1. **BLOCKER — cloudflared targets the LB IP.** The `cloudflared` tunnel is
   **token-based / Cloudflare-dashboard-managed** (`args: [tunnel]` +
   `TUNNEL_TOKEN`; no local `config.yaml`). Its ingress sends `*.viktorbarzin.me`
   to the **Traefik LB IP `10.0.20.200`**. Moving Traefik to `.203` left
   cloudflared pointing at a dead IP → **every proxied app (vault, home, …)
   went down**. **The retry MUST also repoint the tunnel ingress `.200 → .203`
   in Cloudflare (API/dashboard)** as part of the same cutover — ideally point
   cloudflared at the Traefik *ClusterIP/service* so it's IP-independent.
2. **Vault-ingress circular dependency.** Fetching the Technitium password from
   Vault *during* the window failed (Vault's ingress was down).

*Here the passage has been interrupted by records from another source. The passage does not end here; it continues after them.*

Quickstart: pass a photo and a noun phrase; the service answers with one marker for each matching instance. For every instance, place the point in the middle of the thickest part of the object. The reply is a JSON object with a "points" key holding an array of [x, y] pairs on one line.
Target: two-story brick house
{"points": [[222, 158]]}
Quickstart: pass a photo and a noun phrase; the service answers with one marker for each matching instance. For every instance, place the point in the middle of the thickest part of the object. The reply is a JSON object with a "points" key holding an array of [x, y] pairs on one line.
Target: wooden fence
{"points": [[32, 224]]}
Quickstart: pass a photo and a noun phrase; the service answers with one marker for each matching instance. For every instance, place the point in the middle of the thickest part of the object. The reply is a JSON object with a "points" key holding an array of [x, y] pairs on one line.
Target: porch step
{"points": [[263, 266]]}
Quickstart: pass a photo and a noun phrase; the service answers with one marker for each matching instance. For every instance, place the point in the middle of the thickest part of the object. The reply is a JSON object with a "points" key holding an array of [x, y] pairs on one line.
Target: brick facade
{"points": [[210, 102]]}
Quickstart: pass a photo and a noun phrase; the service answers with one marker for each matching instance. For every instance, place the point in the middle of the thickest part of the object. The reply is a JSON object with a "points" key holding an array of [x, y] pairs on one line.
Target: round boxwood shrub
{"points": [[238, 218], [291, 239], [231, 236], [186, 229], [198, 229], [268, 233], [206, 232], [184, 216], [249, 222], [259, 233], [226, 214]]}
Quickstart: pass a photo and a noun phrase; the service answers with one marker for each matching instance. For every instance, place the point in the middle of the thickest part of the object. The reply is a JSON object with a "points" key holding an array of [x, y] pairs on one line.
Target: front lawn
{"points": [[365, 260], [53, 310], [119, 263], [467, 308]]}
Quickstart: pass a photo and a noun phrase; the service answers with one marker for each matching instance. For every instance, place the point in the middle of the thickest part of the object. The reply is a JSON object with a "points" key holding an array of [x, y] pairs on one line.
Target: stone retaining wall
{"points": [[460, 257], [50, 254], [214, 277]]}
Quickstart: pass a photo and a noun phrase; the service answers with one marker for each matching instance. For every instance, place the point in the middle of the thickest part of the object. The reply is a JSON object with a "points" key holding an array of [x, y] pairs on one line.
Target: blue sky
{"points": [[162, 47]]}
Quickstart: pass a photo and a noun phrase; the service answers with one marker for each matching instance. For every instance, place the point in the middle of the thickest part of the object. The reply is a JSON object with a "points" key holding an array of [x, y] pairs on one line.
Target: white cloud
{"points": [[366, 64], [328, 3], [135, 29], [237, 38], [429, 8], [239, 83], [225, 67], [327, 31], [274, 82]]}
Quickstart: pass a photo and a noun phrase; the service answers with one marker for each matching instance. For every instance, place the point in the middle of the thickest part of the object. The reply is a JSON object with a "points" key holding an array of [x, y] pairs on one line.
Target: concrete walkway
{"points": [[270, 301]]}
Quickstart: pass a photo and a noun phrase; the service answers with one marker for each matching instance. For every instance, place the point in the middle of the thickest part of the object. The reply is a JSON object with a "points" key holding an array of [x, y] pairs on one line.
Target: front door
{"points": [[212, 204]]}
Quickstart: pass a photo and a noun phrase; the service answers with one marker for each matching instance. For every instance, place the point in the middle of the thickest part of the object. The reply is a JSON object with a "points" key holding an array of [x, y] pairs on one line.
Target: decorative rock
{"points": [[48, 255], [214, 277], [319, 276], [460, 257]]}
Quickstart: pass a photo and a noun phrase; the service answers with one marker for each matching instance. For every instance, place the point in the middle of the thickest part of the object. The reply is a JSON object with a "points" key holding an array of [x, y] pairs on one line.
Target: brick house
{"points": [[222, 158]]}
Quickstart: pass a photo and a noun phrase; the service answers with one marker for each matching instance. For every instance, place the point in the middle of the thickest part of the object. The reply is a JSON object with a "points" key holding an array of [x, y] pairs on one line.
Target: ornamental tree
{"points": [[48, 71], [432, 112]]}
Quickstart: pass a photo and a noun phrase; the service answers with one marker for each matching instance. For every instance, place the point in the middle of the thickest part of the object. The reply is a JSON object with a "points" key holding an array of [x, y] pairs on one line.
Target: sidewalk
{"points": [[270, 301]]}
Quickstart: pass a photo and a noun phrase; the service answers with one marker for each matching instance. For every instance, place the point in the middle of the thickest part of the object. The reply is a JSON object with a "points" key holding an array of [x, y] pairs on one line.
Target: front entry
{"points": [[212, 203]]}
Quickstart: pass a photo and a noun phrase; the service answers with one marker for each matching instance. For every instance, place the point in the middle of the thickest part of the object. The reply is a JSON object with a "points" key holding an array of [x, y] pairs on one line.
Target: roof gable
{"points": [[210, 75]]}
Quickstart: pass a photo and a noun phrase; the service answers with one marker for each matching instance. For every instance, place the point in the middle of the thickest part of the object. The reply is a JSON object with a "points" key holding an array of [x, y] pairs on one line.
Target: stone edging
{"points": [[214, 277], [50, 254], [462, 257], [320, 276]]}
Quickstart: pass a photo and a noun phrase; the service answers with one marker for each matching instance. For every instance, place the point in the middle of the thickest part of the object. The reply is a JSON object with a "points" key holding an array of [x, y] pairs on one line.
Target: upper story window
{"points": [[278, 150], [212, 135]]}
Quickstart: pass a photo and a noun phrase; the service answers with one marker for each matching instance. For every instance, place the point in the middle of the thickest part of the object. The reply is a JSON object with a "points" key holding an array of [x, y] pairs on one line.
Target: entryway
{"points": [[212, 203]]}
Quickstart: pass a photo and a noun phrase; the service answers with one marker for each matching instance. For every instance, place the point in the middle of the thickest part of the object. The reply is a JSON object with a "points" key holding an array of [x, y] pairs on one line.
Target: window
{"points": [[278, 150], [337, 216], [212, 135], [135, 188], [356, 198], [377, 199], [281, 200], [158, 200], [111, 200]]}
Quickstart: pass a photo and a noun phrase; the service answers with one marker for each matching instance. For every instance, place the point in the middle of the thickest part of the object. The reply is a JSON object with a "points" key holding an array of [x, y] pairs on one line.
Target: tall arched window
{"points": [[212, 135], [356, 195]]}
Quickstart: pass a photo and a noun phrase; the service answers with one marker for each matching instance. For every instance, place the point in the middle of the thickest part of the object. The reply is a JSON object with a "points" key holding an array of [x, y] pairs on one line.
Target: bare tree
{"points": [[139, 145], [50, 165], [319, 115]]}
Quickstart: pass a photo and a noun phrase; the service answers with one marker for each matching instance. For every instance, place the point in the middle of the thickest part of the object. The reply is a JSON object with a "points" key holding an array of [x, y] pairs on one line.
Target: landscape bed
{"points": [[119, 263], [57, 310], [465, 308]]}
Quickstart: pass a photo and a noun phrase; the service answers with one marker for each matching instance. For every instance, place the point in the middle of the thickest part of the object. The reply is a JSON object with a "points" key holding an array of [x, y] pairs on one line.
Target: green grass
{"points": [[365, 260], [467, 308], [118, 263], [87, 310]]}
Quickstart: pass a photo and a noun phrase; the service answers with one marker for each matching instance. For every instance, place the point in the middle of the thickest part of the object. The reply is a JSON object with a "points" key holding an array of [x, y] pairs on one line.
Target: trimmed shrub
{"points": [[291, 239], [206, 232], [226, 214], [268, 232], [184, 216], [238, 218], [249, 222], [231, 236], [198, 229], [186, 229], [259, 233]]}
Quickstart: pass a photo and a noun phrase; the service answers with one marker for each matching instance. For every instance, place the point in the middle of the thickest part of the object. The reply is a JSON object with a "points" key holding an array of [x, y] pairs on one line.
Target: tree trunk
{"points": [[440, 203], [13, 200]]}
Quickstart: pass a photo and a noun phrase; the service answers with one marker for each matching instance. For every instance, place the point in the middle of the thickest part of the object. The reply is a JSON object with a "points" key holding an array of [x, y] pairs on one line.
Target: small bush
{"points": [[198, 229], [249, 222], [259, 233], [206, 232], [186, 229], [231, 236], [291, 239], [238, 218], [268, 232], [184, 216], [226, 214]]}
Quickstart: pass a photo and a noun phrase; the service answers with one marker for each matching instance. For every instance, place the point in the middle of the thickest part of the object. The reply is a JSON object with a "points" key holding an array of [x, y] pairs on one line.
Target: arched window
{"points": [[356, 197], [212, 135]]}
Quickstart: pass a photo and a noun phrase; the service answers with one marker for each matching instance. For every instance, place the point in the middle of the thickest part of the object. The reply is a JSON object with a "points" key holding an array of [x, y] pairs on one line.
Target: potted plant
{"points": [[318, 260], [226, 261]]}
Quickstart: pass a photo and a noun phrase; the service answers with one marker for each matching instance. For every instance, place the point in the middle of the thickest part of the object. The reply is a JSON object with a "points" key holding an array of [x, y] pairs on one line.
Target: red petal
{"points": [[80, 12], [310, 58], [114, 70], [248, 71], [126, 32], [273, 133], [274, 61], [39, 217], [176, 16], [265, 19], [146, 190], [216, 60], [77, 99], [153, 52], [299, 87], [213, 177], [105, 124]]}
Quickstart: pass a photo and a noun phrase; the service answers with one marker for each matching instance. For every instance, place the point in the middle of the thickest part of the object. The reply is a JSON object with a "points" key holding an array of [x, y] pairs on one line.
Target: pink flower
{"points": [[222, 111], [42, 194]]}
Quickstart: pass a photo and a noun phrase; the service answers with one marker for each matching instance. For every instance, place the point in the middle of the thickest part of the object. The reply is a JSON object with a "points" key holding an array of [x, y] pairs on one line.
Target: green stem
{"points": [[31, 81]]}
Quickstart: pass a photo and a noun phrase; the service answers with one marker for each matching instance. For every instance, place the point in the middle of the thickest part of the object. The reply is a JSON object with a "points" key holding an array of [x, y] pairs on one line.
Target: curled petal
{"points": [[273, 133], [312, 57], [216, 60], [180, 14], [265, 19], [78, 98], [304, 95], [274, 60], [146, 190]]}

Fix used:
   pre-fetch all creds before touching Traefik (worked). The DNS step then
   restored Vault.
3. **SIGPIPE → stuck PG state locks.** Piping `scripts/tg` through `head`/`grep`
   (early pipe close) SIGPIPE-killed terragrunt before it released the PG
   advisory lock, leaving an idle `terraform_state` connection holding the lock
   (`force-unlock` can't release another session's advisory lock). **Always run
   `tg` to a file, never pipe through early-closing filters.** Clear a stuck
   one by terminating the idle backend: `pg_terminate_backend(<pid>)` for the
   idle conn holding `pg_locks.objid` of the workspace.
4. **ETP=Local + hairpin.** Internal hosts that resolve `*.viktorbarzin.me` via
   *public* DNS and hairpin (e.g. the devvm) become flaky under ETP=Local.
   True external clients and internal-direct (`.203`) clients work. Ensure such
   hosts resolve internally (Technitium split-horizon).
5. **QUIC verification.** `http3check.net` was unreliable here (failed on TCP
   while real clients got 200s) — don't rely on it; confirm from a real device
   on cellular.

**Left in place for retry:** pfSense alias `traefik_lb` (=`10.0.20.203`, NAT
reverted to `nginx`); pfSense `config.xml` backups `config.xml.bak-traefik-*`.